Computational graphs

  • Back Propagation: recursively use of the chain rule

  • At each node, we just compute the local gradient and multiply it with receiving numerical values of gradients coming from upstream

  • We can group any nodes to make any complex nodes

  • Gradients add up at forks. The forward expression involves the variables x,y multiple times, so when we perform backpropagation we must be careful to use += instead of = to accumulate the gradient on these variables (otherwise we would overwrite it). This follows the multivariable chain rule in Calculus, which states that if a variable branches out to different parts of the circuit, then the gradients that flow back to it will add.
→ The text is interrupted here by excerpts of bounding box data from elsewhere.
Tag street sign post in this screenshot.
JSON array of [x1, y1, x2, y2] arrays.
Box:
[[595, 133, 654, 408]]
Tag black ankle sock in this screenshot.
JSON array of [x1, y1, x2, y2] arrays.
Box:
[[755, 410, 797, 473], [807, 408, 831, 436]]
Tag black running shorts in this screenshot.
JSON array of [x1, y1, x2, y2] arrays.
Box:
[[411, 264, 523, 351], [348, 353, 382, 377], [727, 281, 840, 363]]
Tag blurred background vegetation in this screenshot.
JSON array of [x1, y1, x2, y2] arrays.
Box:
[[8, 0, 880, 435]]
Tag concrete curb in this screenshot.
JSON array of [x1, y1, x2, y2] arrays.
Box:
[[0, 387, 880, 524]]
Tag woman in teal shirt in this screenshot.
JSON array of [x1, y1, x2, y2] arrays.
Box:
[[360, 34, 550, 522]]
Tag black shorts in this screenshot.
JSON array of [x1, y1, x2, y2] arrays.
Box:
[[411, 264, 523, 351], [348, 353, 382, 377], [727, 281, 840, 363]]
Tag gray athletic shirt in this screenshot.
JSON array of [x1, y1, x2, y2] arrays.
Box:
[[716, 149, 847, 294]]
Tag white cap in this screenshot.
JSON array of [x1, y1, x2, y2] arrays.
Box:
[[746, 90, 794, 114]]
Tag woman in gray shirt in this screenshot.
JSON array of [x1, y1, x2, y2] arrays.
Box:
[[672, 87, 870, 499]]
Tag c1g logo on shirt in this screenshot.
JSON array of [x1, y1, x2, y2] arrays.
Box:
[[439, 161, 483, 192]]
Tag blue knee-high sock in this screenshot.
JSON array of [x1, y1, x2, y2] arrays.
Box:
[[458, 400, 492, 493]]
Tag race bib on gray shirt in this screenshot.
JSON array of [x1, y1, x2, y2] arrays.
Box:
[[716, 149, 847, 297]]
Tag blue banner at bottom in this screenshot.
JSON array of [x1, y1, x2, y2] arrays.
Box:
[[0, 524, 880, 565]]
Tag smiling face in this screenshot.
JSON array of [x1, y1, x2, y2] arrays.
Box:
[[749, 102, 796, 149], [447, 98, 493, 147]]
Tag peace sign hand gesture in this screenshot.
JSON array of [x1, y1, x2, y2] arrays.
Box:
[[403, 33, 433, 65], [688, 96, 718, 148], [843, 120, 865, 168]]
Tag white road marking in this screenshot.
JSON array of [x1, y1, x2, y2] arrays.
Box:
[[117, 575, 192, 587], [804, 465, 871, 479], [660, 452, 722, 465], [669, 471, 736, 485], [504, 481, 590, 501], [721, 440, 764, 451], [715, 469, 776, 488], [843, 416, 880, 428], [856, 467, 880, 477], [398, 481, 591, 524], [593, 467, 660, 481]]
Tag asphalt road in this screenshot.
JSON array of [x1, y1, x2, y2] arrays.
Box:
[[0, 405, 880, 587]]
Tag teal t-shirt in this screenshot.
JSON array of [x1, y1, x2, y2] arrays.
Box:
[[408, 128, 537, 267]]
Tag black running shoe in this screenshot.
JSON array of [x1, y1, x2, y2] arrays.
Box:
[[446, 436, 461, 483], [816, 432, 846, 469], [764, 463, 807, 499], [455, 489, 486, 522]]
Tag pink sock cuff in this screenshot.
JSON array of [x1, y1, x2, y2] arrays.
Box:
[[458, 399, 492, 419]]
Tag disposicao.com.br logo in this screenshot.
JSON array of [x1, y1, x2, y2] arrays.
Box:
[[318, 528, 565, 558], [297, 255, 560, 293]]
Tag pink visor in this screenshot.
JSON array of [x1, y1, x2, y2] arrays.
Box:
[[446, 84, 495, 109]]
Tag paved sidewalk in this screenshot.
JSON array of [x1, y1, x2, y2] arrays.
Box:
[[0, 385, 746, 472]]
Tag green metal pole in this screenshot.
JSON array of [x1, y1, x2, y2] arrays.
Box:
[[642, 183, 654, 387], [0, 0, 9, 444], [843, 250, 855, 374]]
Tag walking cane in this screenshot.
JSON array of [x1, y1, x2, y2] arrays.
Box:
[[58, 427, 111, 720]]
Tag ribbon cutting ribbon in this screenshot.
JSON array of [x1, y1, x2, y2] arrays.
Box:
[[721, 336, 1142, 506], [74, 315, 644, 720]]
  • $\sigma(x)=\frac{1}{1+e^{-x}}$ , called sigmoid function, and $\frac{d\sigma(x) }{dx}=(1-\sigma(x))\sigma(x)$

  • patterns in backward flow:

    • Add gate: gradient distributor
    • Max gate: gradient router
    • Mul gate: gradient switcher
    • Copy gate: gradient adder
  • Gradients add at branches

  • Gradients for vectorized code: Jacobian matrix

  • In practice, the Jacobian matrix can be vary large; and sometimes they are diagnoal matrix (element-wise)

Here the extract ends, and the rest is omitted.